The Act of Seeing with One’s Own Eyes (1971)
Directed by: Stan Brakhage.
Stan Brakhage’s shocking, 32 minute documentary The Act of Seeing with One’s Own Eyes, is one of those films that has imagery that will never leave you, even if you want them to. The title is a direct translation of the meaning of the word “autopsy” – and that is what Brakhage films, without sound, the most graphic images of autopsies you could imagine. It’s often bloody – skin is removed, organs exposed, the brain is exposed, faces almost literally peeled off, etc. Nearly 50 years later, these images still have the powet to shock and disturb.
Why did Brakhage shoot this film? And why did he shoot it without sound? When Georges Franju made Le Sangs des Betes in 1949 – about slaughterhouses – he shot it in black and white, assuming that the images in color would be too much for audiences to bear – but he did have sound. Brakhage shoots in color, but doesn’t use sound? Would the sound made things too hard to take? It’s probably even simpler than that – in that sound often gives the audience cues on how to feel (think of horror movie scores for example, that have you gripping your seat even over the most innocuous of imagery). By removing sound, Brakhage is removing one element that directs audiences how to feel about the images they are being presented with. Therefore, you have to confront those images in your own way.
The film breaks a very old taboo in that it confronts the audience with death – and doesn’t look away. Watching the film, you cannot help but think of your own death – that one day, your body will be little more than this slab of meat, on a table, surrounded by people you do not know, who are going about their jobs. Whether you believe in God or not – whether you believe your soul, or whatever makes you who you are, leaves the body upon death or not – that is still a rather profound, yet sad statement on us as humans. What makes it that way is just how matter of fact the film really is – to go back to Franju’s Le Sanges des Betes again, the workers in the slaughterhouse are not shocked by what they see and what they do (they may have been when they started, but not anymore) – but we in the audience are.

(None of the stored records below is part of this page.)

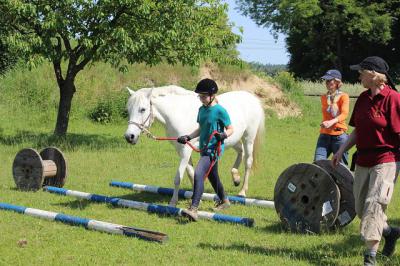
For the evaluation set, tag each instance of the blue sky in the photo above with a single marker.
(257, 45)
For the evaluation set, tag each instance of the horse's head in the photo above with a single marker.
(140, 114)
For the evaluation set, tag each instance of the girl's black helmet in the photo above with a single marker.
(208, 86)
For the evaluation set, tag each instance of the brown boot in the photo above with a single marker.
(222, 205)
(190, 213)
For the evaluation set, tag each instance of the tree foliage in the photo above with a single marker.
(115, 31)
(323, 34)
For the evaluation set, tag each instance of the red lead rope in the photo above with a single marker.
(217, 150)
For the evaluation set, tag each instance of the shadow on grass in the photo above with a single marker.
(324, 254)
(68, 142)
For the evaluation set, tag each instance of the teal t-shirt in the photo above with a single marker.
(212, 118)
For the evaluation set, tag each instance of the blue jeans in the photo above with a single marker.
(328, 144)
(201, 170)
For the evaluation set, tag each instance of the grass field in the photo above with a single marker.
(98, 153)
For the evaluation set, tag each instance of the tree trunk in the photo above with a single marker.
(67, 90)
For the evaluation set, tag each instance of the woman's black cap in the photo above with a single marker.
(376, 64)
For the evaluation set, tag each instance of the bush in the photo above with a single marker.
(288, 83)
(102, 113)
(110, 109)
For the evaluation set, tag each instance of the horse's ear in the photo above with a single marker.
(131, 92)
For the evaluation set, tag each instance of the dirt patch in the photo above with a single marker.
(271, 95)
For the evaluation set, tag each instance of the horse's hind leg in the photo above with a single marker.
(248, 156)
(190, 171)
(238, 147)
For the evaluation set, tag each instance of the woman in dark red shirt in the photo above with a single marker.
(376, 134)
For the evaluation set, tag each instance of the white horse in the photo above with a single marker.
(177, 108)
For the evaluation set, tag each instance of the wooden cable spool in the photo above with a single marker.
(306, 198)
(32, 170)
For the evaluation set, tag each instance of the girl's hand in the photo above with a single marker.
(328, 123)
(337, 157)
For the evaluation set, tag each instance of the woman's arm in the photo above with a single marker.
(350, 142)
(229, 130)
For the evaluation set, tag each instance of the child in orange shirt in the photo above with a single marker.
(335, 108)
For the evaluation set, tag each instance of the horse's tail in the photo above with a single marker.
(258, 141)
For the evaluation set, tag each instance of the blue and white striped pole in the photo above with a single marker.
(149, 207)
(88, 223)
(188, 194)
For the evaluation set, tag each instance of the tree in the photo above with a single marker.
(73, 33)
(330, 33)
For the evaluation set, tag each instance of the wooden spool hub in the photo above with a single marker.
(32, 170)
(306, 198)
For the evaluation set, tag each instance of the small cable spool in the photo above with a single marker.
(33, 170)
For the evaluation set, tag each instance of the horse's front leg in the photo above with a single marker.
(238, 147)
(184, 153)
(248, 155)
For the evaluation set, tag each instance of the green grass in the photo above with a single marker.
(98, 153)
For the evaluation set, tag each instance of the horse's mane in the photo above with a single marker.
(170, 90)
(159, 91)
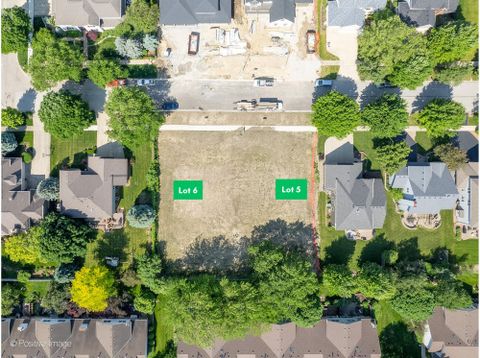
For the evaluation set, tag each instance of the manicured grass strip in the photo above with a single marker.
(468, 9)
(71, 152)
(163, 331)
(424, 142)
(396, 338)
(322, 32)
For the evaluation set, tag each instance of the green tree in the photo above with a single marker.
(453, 73)
(386, 117)
(9, 142)
(440, 116)
(389, 257)
(144, 301)
(65, 273)
(452, 295)
(452, 156)
(203, 308)
(288, 287)
(153, 176)
(12, 117)
(390, 50)
(335, 114)
(56, 298)
(23, 276)
(452, 41)
(133, 117)
(49, 189)
(91, 288)
(25, 248)
(143, 15)
(64, 114)
(53, 60)
(413, 300)
(15, 29)
(141, 216)
(102, 71)
(375, 282)
(11, 296)
(392, 156)
(339, 281)
(63, 239)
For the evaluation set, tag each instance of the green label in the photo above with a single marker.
(187, 190)
(291, 189)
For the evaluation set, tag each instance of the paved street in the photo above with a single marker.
(220, 95)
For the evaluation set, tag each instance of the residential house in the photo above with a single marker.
(92, 194)
(331, 337)
(194, 12)
(351, 14)
(466, 212)
(427, 188)
(20, 206)
(452, 333)
(281, 12)
(423, 13)
(94, 15)
(59, 337)
(358, 203)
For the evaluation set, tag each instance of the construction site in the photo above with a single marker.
(250, 46)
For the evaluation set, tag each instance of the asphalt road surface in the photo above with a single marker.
(297, 96)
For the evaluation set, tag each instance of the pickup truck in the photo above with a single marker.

I wouldn’t blame anyone who doesn’t want to watch the film. It is graphic, and really it is thoroughly unpleasant sitting through the film. And, to be honest, even at only 32 minutes, it’s also a little repetitive. But if you go with the film – if you’re willing to watch it, and reflect on what you’re seeing – and reflect on what that means, not just for the people onscreen, but to yourself as well – you may get something profound out of the film. The film is unforgettable because of its imagery to be sure – but that’s not the only way it is.